According to the FAIRR Initiative, “Investors now recognise that the routine non-therapeutic use of antibiotics in livestock production is a leading cause of rising antimicrobial resistance worldwide.” They report that between 2010 and 2019, 24 shareholder resolutions on antibiotics overuse in livestock have been filed in the United States. FAIRR has also developed a Best Practice Policy for food producers and retailers, and coordinated a global investor statement on antibiotics stewardship whose signatories include 75 investors managing over $3 trillion in assets. In 2020, FAIRR, along with the Access to Medicine Foundation, PRI, and the UK Government, launched Investor Action on AMR, a new initiative to leverage investor influence to combat drug-resistant superbugs.

The issue is also starting to see some push coming from the public; many consumers are increasingly favoring meat products with label claims such as “No Antibiotics Ever,” “Raised without Antibiotics,” and “No Added Antibiotics.” But such all-or-nothing approaches are probably not the solution — after all, just like humans, animals also sometimes get sick and need medicine.

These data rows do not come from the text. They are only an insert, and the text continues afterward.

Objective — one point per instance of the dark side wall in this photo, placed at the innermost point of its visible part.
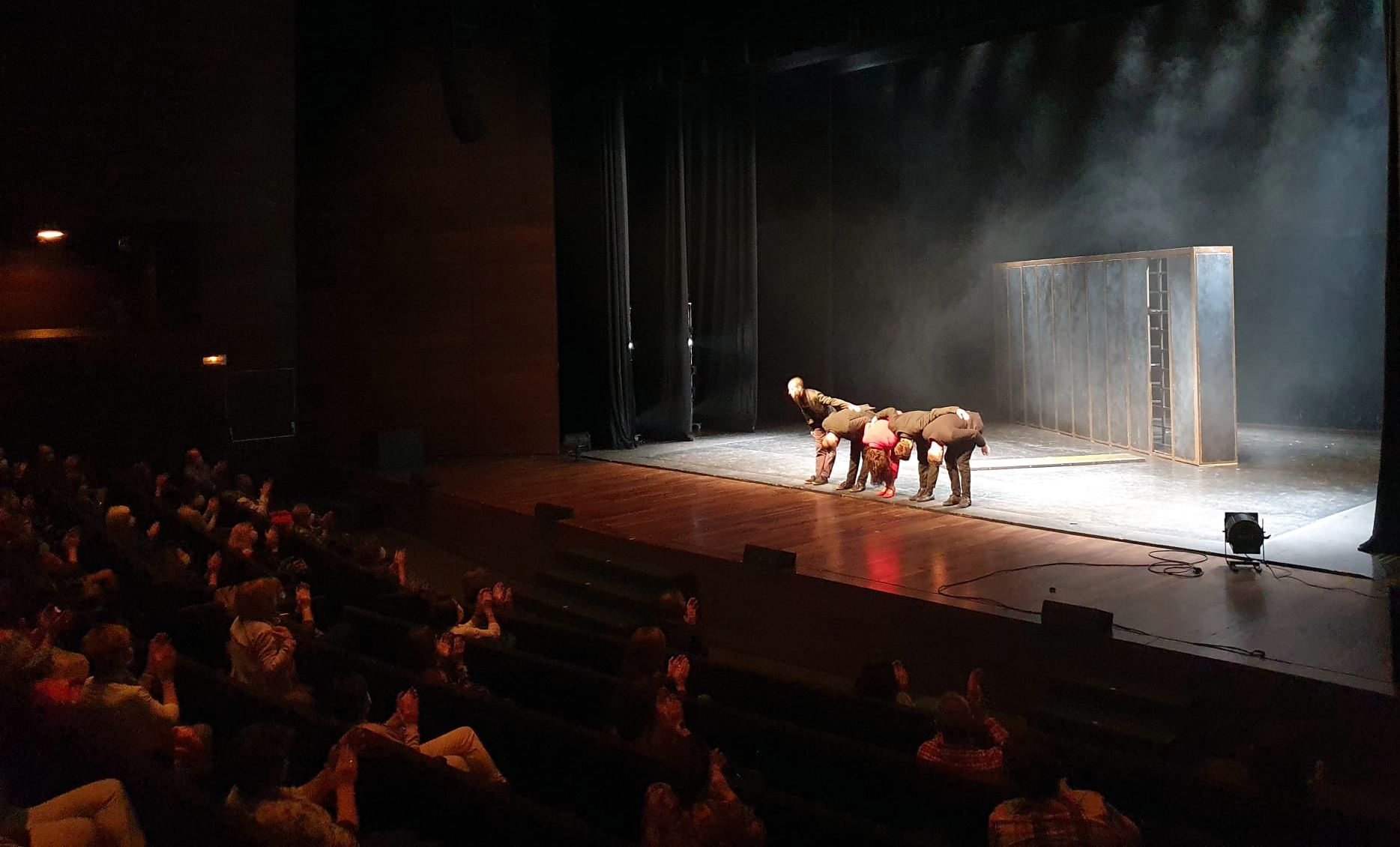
(1258, 125)
(160, 119)
(426, 264)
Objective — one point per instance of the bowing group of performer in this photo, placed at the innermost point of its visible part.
(888, 435)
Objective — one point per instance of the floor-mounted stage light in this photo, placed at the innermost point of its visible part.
(1245, 538)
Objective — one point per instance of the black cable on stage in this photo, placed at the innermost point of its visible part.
(1164, 563)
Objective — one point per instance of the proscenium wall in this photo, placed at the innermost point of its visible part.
(427, 265)
(164, 111)
(1255, 125)
(148, 115)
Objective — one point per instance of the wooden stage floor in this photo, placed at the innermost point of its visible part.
(1336, 632)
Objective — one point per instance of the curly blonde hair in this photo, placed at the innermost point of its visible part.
(877, 461)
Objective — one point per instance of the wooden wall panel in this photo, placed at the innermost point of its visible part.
(427, 266)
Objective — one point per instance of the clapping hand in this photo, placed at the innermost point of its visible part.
(678, 671)
(160, 657)
(408, 708)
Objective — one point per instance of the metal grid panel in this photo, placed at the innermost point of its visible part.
(1117, 367)
(1096, 286)
(1180, 282)
(1017, 359)
(1080, 348)
(1216, 356)
(1063, 350)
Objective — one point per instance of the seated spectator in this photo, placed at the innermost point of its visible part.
(969, 741)
(666, 738)
(483, 622)
(1050, 814)
(437, 658)
(885, 679)
(261, 650)
(647, 671)
(349, 700)
(93, 815)
(121, 706)
(198, 475)
(283, 815)
(678, 618)
(700, 811)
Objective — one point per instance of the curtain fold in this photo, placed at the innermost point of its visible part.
(660, 279)
(1385, 537)
(622, 411)
(721, 251)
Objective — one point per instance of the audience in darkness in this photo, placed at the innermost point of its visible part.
(93, 815)
(1049, 814)
(885, 679)
(679, 619)
(261, 647)
(969, 741)
(699, 810)
(293, 815)
(349, 700)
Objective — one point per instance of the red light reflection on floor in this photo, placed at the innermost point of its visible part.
(882, 555)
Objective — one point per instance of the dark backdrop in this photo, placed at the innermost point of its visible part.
(1256, 125)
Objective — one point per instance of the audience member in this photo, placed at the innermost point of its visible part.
(885, 679)
(483, 622)
(1050, 814)
(285, 815)
(93, 815)
(679, 619)
(261, 648)
(969, 741)
(699, 810)
(349, 700)
(119, 706)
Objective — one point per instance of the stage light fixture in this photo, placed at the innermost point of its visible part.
(1245, 538)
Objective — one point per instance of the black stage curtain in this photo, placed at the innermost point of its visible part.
(660, 280)
(622, 411)
(591, 237)
(722, 253)
(1385, 537)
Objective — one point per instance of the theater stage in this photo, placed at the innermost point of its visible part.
(1315, 489)
(1335, 630)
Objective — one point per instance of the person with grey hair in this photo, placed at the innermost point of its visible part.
(815, 406)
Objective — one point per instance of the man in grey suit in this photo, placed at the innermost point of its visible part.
(815, 406)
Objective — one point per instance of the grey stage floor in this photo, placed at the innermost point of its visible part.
(1314, 489)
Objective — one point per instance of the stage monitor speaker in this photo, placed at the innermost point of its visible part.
(549, 511)
(399, 451)
(770, 559)
(1067, 618)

In a 2017 article published in Science, an international group of biologists, policy, and disease specialists proposed a three-pronged approach to reducing antimicrobial use in livestock in order to mitigate the development of drug-resistant infections in humans and animals. Through a combination of policies that cap permissible levels of veterinary antibiotic consumption, reduce meat consumption, and raise the cost of veterinary antimicrobials, the global use of antimicrobials in food animals could be lowered by as much as 80% by 2030. Even if only the countries in the Organization for Economic Cooperation and Development (OECD) and China implemented just some of these strategies, global antimicrobial use in animals could be reduced by as much as 60%.